Anonymous Monk has asked for the wisdom of the Perl Monks concerning the following question:

Hello Monks

Again a problem with XML::Simple. I have a quite simple data structure

<?xml version="1.0"?> <DB> <termEntry> <ShortInfo>Ciao</ShortInfo> <langSet xml:lang="Italian"> <termGrp> <term>Ricerca scientifica</term> </termGrp> </langSet> <langSet xml:lang="English"> <termGrp> <term>research</term> </termGrp> </langSet> </termEntry> <termEntry> <ShortInfo></ShortInfo> <langSet xml:lang="Italian"> <termGrp> <term>università</term> </termGrp> </langSet> <langSet xml:lang="English"> <termGrp> <term>university</term> </termGrp> </langSet> </termEntry> </DB>

For each <termEntry>I need to read the values in <term> and the corrisponding attribute saved in <langSet> for further processing, i.e.

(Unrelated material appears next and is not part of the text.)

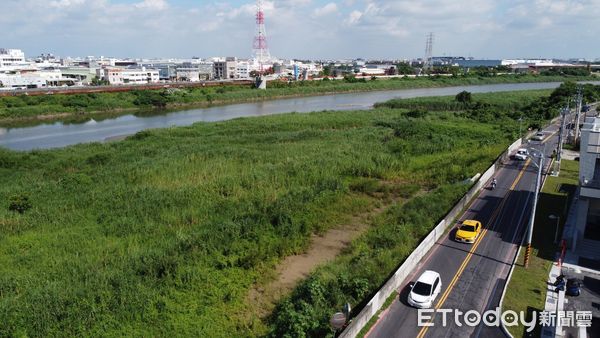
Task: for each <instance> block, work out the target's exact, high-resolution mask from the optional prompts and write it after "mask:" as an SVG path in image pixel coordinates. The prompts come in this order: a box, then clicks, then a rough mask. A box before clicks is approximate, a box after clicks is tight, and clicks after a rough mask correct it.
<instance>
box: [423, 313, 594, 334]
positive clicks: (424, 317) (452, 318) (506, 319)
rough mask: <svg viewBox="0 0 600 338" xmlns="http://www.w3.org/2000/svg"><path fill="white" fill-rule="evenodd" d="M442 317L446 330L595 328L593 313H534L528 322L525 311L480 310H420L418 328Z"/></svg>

Italian: Ricerca scientifica English: research

I am failing... This is what I have so far. Any help would be appreciated

use strict; use warnings; use XML::Simple; use Data::Dumper; my $xml = XML::Simple->new(SuppressEmpty => q()); my $data = $xml->XMLin('myxml.xml'); for my $entry ( @{ $data->{termEntry} } ) { print Dumper( $entry ); print my $Term = $entry->{langSet}->{termGrp}->{term}; }

I have no idea how to read the attribute, and I have even problems with the basic variable $Term which seems to me straightforward to read with the above code. Ok: I am very new to XML parsing and this is for me just a 1 time task. But I have already lost 1 full day...

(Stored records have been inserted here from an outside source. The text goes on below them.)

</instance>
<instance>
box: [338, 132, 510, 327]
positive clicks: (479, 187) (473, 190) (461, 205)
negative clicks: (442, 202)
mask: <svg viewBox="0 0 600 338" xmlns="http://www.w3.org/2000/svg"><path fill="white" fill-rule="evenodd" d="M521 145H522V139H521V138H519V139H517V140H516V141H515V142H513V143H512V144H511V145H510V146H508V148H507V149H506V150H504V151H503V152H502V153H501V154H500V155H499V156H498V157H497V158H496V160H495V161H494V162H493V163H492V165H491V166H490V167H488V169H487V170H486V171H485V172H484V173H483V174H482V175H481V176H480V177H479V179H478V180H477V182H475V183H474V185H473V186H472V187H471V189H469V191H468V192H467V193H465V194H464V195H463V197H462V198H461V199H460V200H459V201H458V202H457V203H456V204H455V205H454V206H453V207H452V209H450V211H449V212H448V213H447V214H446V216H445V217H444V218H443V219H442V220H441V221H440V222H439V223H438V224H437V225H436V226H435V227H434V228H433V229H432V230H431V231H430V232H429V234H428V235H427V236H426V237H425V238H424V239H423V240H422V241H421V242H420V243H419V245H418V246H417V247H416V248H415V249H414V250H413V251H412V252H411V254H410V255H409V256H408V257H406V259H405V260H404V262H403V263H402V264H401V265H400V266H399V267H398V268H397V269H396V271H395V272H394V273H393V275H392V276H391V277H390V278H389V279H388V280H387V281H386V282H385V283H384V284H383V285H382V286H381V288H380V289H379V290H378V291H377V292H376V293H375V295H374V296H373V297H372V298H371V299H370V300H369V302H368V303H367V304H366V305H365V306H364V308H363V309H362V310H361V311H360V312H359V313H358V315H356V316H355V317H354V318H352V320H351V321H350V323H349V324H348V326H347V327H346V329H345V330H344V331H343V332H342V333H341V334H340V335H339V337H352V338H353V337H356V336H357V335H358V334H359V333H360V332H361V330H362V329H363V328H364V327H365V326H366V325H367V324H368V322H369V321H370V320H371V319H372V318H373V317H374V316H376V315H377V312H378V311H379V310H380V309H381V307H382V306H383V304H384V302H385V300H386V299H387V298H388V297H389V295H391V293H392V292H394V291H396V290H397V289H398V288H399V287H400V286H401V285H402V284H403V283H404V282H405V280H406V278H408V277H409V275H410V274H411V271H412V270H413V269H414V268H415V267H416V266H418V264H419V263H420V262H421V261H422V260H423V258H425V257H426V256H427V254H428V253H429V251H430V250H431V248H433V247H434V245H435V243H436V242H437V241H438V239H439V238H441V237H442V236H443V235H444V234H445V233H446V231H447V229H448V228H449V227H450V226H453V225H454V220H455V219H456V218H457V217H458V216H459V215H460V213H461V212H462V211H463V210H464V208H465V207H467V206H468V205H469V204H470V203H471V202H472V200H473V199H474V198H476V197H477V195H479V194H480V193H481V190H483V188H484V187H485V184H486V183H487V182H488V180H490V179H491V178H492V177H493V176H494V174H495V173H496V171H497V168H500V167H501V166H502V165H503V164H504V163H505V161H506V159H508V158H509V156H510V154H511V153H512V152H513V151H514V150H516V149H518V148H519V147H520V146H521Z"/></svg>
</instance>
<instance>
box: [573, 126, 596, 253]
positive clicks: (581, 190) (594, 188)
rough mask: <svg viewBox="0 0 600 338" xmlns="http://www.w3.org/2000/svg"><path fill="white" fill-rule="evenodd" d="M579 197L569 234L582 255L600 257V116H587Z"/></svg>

Replies are listed 'Best First'.
Re: Parsing XML::Simple
by kevbot (Vicar) on May 02, 2017 at 03:44 UTC

    Hello Anonymous Monk,

    The documentation for XML::Simple states that it should not be used in new code (see the STATUS OF THIS MODULE section). The author recommends alternatives such as XML::LibXML or XML::Twig. Perl XML::LibXML by Example looks like a good resource for getting started with XML::LibXML. Using information that I found there, I put together this example:

    #!/usr/bin/env perl use strict; use warnings; use v5.10; use XML::LibXML; my $file = 'myxml.xml'; my $dom = XML::LibXML->load_xml(location => $file); foreach my $lang_set ($dom->findnodes('/DB/termEntry/langSet')) { my $lang = $lang_set->getAttribute('xml:lang'); foreach my $term_grp ($lang_set->findnodes('./termGrp')){ say '$lang : '. $term_grp->findvalue('./term'); } } exit;
    I hope you find this helpful.

      Thank you!

      After trying for hours to adapt the other proposals to a slighty different XML input without success I started with XML::LibXML and this example... and I can say it was much much easier to adapt! Nice module, thank you!

Re: Parsing XML::Simple
by Discipulus (Canon) on May 02, 2017 at 08:22 UTC
    ..or using XML::Twig

    i need to add encoding="ISO-8859-1" to the first line of XML data

    I always make confusion with XML terminology and traversing, but this quick hack works:

    use strict; use warnings; use XML::Twig; my $twig=XML::Twig->new( twig_handlers => { 'termEntry/langSet'=>sub{print $_[1]->att('xml:lang'), ": ", $_[1]->first_child('termGrp')->te +xt, "\n" } }, ); $twig->parse( \*DATA ); __DATA__ <?xml version="1.0" encoding="ISO-8859-1"?> <DB> <termEntry> <ShortInfo>Ciao</ShortInfo> <langSet xml:lang="Italian"> <termGrp> <term>Ricerca scientifica</term> </termGrp> </langSet> <langSet xml:lang="English"> <termGrp> <term>research</term> </termGrp> </langSet> </termEntry> <termEntry> <ShortInfo></ShortInfo> <langSet xml:lang="Italian"> <termGrp> <term>università</term> </termGrp> </langSet> <langSet xml:lang="English"> <termGrp> <term>university</term> </termGrp> </langSet> </termEntry> </DB>

    L*

    There are no rules, there are no thumbs..
    Reinvent the wheel, then learn The Wheel; may be one day you reinvent one of THE WHEELS.
Re: Parsing XML::Simple
by Anonymous Monk on May 01, 2017 at 21:04 UTC
    langSet is an array of things:
    for my $entry ( @{ $data->{termEntry} } ) { for (@{ $entry->{langSet} }) { printf "term: %s\n", $_->{termGrp}{term}; } }

      Ah, I had not thought about it. I was now playing with the option "forcearray => 1" to change the data structure, but your solution works perfectly. Thanks.